Rimasero ad ammirare il cielo stellato senza parlare, assorbiti dal silenzio e trattenendo il fiato come se lo spettacolo della supernova potesse davvero accadere di lì a poco.
Per la prima volta, Jaxon non si sentiva oppresso da alcun peso. Respirava bene, l’aria notturna di Charlotte era abbastanza frizzante da richiedere un giubbotto e profumava di prato. Non aveva pensieri. La sua testa era piena dei grilli che frinivano tra gli alberi del quartiere.
«Papà» chiamò la vocina di Cersei poco dopo.
«Hm?»
«Perché non ami più la mamma?»
Una pugnalata ardente gli trafisse il cuore. Tutto d’un colpo l’aria divenne più pesante di quella della Louisiana.
«Cosa? Perché dici così?» Jaxon tentò di nascondere il panico. «Cosa te lo fa pensare?»
Christen, al suo fianco, era diventata immobile e rigida come un sasso silenzioso.
«Be’, si vede» fece Cersei. «Non le dai più i baci.»
«Amore, ma cosa dici?» Prese la piccola da sotto le spalle con le mani che gli tremavano. «Vieni qui.» Se la mise in braccio e Cersei si accoccolò. «Io e la mamma ci amiamo. Ci vogliamo molto molto bene» si corresse. Non riusciva a mentire e non riusciva a dire la verità. «Non devi preoccuparti. Noi staremo insieme…» Alzò un dito mignolo.
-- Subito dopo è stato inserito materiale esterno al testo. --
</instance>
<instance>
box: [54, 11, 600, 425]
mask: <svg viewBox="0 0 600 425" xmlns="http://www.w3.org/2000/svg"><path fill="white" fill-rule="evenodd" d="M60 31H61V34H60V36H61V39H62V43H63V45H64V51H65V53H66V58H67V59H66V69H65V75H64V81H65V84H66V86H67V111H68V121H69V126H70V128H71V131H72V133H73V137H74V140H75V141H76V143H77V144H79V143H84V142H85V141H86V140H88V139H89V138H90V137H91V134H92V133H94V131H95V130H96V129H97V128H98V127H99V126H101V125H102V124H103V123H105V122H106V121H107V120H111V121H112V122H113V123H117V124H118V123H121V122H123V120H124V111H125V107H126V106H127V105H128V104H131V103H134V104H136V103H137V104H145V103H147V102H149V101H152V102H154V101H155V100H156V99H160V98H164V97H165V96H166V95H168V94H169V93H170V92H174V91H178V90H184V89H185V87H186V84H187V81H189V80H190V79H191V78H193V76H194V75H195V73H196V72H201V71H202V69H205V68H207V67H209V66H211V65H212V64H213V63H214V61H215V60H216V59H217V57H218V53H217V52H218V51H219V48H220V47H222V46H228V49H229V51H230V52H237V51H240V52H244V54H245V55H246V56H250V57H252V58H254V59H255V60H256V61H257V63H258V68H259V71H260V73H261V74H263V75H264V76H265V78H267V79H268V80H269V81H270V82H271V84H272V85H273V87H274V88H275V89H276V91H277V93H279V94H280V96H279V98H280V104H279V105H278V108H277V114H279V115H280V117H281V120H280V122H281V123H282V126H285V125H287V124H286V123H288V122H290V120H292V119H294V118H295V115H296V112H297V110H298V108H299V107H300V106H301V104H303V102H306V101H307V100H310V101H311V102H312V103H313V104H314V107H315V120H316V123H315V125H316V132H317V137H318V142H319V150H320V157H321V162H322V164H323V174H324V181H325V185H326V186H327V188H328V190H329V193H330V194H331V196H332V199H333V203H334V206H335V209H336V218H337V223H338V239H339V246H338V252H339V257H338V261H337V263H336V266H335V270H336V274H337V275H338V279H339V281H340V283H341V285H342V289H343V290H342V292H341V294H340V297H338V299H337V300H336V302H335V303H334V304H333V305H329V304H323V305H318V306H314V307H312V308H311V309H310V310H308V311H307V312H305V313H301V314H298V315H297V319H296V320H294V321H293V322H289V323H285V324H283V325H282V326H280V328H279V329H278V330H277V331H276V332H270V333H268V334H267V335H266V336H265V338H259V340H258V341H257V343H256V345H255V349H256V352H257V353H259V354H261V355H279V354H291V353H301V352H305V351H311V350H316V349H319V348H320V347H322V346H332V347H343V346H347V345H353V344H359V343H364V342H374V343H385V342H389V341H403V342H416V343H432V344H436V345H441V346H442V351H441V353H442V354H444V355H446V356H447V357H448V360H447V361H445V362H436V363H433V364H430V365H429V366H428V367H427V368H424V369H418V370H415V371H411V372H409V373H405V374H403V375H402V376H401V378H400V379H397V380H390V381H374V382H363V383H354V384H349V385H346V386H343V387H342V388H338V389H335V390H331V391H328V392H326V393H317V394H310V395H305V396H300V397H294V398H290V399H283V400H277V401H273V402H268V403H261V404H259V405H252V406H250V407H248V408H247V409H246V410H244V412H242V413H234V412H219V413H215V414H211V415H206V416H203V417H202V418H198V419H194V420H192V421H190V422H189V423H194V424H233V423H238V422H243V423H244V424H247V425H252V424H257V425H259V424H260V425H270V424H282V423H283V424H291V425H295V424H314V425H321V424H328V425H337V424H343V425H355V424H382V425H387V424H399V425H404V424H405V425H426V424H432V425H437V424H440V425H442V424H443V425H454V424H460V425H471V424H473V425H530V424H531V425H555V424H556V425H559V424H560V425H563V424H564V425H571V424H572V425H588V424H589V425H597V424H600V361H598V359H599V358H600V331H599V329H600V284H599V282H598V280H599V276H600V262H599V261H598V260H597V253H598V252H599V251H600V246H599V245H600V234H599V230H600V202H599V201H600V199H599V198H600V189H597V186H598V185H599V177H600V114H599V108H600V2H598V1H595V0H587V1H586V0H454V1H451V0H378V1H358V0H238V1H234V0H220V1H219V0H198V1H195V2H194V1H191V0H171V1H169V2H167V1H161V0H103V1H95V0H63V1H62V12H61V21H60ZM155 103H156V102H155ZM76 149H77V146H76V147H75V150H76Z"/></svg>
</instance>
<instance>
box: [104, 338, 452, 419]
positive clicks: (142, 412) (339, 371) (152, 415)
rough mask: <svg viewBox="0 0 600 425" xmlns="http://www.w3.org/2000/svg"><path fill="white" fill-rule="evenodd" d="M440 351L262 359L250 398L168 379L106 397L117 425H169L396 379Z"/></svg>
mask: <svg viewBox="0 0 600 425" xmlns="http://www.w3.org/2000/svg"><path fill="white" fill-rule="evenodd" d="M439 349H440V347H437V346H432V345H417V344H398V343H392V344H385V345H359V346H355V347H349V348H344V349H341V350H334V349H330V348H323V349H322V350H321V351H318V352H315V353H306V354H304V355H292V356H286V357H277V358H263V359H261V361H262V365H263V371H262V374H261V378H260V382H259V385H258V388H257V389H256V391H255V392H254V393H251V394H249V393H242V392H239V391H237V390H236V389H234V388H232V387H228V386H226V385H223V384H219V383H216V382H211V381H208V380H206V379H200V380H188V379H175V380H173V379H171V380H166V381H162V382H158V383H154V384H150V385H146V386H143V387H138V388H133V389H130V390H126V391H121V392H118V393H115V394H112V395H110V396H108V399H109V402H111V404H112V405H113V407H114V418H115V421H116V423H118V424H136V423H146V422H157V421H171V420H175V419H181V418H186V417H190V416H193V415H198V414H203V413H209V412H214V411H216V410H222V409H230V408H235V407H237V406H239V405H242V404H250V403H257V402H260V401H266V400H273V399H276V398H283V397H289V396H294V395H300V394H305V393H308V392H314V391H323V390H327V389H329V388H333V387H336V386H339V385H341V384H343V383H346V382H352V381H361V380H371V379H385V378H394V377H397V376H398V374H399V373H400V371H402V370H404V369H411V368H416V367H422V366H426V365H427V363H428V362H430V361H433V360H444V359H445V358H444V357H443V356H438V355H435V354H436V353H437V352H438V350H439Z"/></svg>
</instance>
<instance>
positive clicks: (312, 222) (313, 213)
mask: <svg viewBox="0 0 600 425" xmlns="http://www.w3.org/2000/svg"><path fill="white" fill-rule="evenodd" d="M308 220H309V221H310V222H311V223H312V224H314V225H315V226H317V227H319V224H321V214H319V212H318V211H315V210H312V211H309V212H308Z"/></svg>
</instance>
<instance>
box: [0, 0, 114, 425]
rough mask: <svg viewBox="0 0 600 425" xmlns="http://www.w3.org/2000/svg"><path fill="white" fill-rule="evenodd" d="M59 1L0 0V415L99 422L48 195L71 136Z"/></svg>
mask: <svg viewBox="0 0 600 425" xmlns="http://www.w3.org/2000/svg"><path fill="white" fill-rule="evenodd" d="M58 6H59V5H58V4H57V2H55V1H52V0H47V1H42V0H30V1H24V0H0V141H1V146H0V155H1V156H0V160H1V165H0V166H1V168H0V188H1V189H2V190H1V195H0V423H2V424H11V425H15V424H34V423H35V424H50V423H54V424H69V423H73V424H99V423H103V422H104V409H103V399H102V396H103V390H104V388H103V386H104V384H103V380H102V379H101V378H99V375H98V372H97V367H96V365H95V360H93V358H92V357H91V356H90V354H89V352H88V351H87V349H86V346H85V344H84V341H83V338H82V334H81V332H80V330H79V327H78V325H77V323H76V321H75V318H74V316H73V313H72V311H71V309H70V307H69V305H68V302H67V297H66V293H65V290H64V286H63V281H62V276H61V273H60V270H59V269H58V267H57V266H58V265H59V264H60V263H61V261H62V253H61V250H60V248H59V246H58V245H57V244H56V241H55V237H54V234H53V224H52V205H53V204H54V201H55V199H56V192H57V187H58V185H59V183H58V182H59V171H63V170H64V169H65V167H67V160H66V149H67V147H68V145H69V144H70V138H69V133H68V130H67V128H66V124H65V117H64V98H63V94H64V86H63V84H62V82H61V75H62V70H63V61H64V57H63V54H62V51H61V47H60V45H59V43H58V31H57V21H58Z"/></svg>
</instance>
Cersei alzò il suo e li intrecciarono.
«Per sempre» mugolò lei.
«… per sempre» disse Jaxon. «D’accordo?»
Lei annuì, ma non sembrava molto convinta. «Per sempre vale anche se non stiamo tutti insieme mai?» chiese ancora.
Jaxon notò che i suoi occhi brillavano come il cielo. La piccola figura di Christen si strinse un po’ di più al suo fianco. E in quel momento crollò tutto.
Venne giù il cielo, si spensero le stelle, e la Terra sotto i suoi piedi si distrusse, insieme a tutte le sue certezze.